Did you see that up there? The conversation got plastic just then. Plastic as in how our brains reconfigure how we organize information, sift priorities of image, text, categories, the more we shuffle parts of our selves online. A blogger and a journalist/blogger found each other and re-directed what their online words had created online to encourage their priorities in the conversation, they said, bringing us Googleheads and hyperhypolink heads to the point they decided they wanted to make: don’t make this a mommy war.

And then Hanna Rosin’s “Don’t Compare Your Son to Adam Lanza” popped up on December 17th, on Slate’s blog XX Factor: What Women Really Think. She put a possible roof on the house we’ve been building about confessional blogging and individual stories and their relationship to policy and larger conversations. She took the cue from the joint statement, but also drew conclusions from the concerns that Long’s confessional blog presents about respecting your kids’ privacy among other stuff.

She writes: “maybe it’s time to add a subcategory (to priorities of children’s rights agenda) protecting them from libel, by their own parents.”

more than oneAnd here Rosin demonstrates what the blogosphere can do for and with journalists: she pushed the conversation, not the mommy war, further by building on the data—the stories—we’ve all been telling ourselves and each other when we reacted to Liza Long. She built on the controversy and the joint statement. And this is possible in a very short amount of time online. We found we don’t have rhetorical protocols in some grainy, vacant pockets of online discourse, and we don’t have trust, and so we must shape our words to try to build that thing, that “community” and “conversation.” Each and every one of us, even tiny little-known blogs about artistic process and change and doubt and personal essays that try to dress in formal clothes and Join A Real Conversation that Transcends the Individual.
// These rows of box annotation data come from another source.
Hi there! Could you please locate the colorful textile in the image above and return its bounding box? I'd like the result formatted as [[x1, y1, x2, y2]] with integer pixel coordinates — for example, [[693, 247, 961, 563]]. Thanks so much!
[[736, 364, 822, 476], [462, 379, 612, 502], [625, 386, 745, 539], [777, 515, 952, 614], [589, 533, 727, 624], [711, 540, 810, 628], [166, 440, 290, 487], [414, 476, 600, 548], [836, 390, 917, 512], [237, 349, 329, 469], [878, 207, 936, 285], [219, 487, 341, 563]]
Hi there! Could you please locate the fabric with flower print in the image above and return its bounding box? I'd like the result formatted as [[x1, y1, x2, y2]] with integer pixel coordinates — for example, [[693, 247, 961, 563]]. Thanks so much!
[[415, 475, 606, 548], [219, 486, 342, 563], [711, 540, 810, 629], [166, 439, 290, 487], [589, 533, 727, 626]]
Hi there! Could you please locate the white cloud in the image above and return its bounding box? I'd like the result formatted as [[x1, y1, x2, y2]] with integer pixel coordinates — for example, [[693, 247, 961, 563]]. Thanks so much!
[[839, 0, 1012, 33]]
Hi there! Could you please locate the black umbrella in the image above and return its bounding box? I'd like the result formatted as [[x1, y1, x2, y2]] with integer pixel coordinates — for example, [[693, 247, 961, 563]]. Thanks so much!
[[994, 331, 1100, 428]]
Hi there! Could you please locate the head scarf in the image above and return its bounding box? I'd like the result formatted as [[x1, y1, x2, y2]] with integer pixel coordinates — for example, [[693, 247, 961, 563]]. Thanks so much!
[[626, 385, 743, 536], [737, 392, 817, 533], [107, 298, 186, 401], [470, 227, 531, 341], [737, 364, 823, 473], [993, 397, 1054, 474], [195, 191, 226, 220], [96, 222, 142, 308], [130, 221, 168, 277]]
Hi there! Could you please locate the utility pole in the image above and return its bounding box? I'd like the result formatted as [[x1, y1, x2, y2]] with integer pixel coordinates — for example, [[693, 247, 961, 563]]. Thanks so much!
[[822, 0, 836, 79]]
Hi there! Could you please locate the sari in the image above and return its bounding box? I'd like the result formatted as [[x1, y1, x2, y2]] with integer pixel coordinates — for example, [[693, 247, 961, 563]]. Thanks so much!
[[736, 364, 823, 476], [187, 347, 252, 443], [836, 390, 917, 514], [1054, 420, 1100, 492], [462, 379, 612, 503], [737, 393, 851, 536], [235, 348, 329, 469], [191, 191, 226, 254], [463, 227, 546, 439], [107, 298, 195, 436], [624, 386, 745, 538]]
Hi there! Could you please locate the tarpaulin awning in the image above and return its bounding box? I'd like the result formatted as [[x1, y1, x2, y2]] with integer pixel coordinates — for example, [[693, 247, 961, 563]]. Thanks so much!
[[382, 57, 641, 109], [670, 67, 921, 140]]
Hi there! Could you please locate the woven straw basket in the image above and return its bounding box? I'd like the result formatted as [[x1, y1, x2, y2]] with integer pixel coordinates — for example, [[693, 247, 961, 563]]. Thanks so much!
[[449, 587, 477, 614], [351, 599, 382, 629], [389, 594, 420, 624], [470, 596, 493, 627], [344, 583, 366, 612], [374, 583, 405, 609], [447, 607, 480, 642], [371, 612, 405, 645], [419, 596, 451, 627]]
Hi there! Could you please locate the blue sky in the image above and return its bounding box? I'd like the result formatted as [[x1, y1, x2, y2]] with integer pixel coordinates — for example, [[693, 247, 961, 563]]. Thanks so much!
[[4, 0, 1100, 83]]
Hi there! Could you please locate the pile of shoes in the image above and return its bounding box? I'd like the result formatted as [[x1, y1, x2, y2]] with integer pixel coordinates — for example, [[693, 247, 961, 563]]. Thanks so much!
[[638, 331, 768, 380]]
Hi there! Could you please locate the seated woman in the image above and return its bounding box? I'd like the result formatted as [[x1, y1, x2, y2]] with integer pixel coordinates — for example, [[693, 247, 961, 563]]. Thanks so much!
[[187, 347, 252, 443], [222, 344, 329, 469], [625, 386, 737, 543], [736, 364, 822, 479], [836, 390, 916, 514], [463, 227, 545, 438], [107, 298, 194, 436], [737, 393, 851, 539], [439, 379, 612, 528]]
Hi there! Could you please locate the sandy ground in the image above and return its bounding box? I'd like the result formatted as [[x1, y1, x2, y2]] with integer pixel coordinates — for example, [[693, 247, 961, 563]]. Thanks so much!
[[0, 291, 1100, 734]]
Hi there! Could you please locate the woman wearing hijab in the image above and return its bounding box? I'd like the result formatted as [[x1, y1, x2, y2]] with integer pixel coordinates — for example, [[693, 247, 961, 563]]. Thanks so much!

Something starts out at first looking solid and unwieldy—a “crazy” lady blogs “inappropriate” “stuff” about her son, and blogosphere and journalistblogger types ferret out “the facts” and malign her.

Then we get reactionary,

Then we realize these are words crafted by people, organized to have a particular effect at a particular time–so confusing when you think about it, really.
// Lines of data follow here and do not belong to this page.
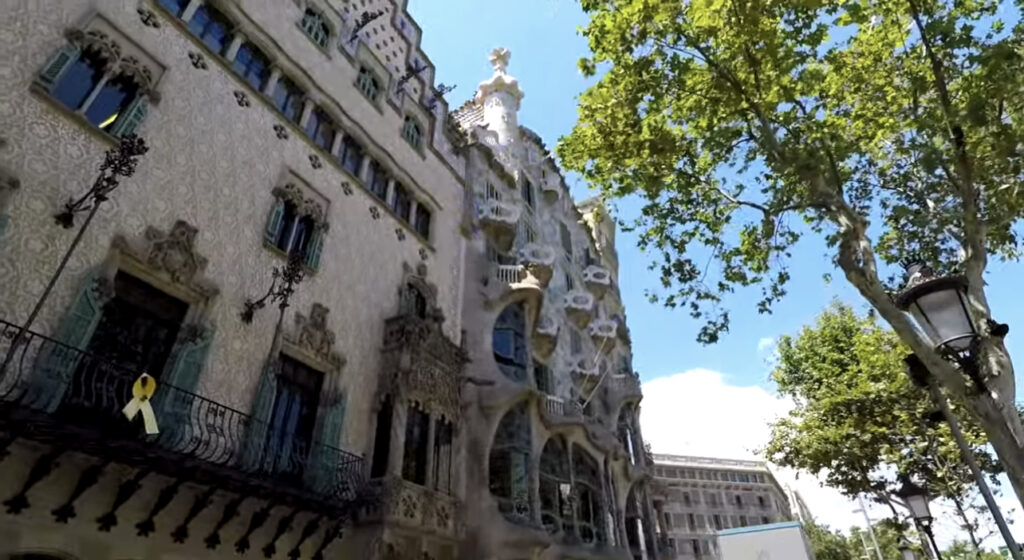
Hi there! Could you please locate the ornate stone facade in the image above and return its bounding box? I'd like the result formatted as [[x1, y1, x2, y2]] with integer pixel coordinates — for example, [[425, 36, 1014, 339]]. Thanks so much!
[[0, 6, 654, 560]]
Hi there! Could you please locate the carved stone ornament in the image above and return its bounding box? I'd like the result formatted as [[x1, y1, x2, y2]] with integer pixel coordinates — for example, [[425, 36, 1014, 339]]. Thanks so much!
[[188, 50, 210, 70], [271, 182, 329, 230], [288, 303, 345, 371], [114, 220, 219, 298], [65, 26, 159, 98]]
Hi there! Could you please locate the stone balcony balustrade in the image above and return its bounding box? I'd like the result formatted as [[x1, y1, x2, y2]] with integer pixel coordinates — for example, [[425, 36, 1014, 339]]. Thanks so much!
[[476, 199, 522, 251], [519, 243, 555, 288], [562, 290, 594, 329], [531, 314, 558, 357], [583, 264, 611, 298]]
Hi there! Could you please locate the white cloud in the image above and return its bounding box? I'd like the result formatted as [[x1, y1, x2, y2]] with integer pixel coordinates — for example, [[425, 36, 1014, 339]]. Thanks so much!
[[640, 372, 897, 530], [640, 370, 1024, 547]]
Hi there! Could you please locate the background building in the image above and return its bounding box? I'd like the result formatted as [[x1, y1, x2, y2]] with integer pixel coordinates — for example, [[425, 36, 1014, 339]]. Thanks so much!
[[0, 0, 656, 560], [652, 455, 793, 559]]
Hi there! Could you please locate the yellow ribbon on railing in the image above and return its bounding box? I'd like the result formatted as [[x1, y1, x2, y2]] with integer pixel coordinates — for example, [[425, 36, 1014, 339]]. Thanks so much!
[[121, 374, 160, 435]]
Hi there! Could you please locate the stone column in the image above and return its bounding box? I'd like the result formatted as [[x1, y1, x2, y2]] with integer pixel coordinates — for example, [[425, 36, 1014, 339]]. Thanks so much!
[[423, 415, 437, 489], [387, 398, 409, 478], [224, 31, 246, 62], [263, 67, 281, 95], [299, 95, 316, 130]]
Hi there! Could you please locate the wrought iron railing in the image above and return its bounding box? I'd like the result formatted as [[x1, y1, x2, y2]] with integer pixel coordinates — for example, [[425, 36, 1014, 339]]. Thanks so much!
[[0, 320, 364, 509]]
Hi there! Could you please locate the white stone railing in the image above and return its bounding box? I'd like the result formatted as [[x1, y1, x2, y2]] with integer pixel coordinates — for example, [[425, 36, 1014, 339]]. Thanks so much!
[[490, 264, 526, 285]]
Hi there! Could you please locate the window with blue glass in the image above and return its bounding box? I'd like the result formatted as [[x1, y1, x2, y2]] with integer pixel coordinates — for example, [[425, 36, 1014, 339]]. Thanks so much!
[[338, 136, 364, 177], [273, 78, 305, 123], [367, 161, 387, 201], [306, 107, 338, 152], [188, 4, 231, 53], [231, 43, 270, 90], [299, 8, 331, 48], [35, 38, 152, 136], [264, 355, 324, 477], [159, 0, 188, 17], [263, 197, 326, 270], [492, 303, 529, 382]]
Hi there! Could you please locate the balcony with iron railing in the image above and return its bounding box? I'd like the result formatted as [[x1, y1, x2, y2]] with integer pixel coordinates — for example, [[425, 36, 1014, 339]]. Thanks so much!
[[562, 290, 594, 329], [0, 320, 364, 517], [583, 264, 611, 299], [476, 199, 522, 251]]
Then we realize we can think harder about what we really care about

And try words again, and try to make use of the reactions and the stuff and the ferreting.

This is a practice of trust building.

justdoor

This is practice/building a home online/a nest/accountable talk/I answer to my words.

This is no different from an artist’s journey to find the heavy, immoveable furniture in her heart and mind on which she can rely when, as a friend puts it, “life gets loud.”

Go forth and be accountable! Change your mind; leave and circle back. It’s a plastic universe out here.

One thought on “Building A House Online

  1. So I’m dancing around your blog while I avoid grading papers, and I found this. This is beautiful. Lord knows I need to think harder about what I really care about.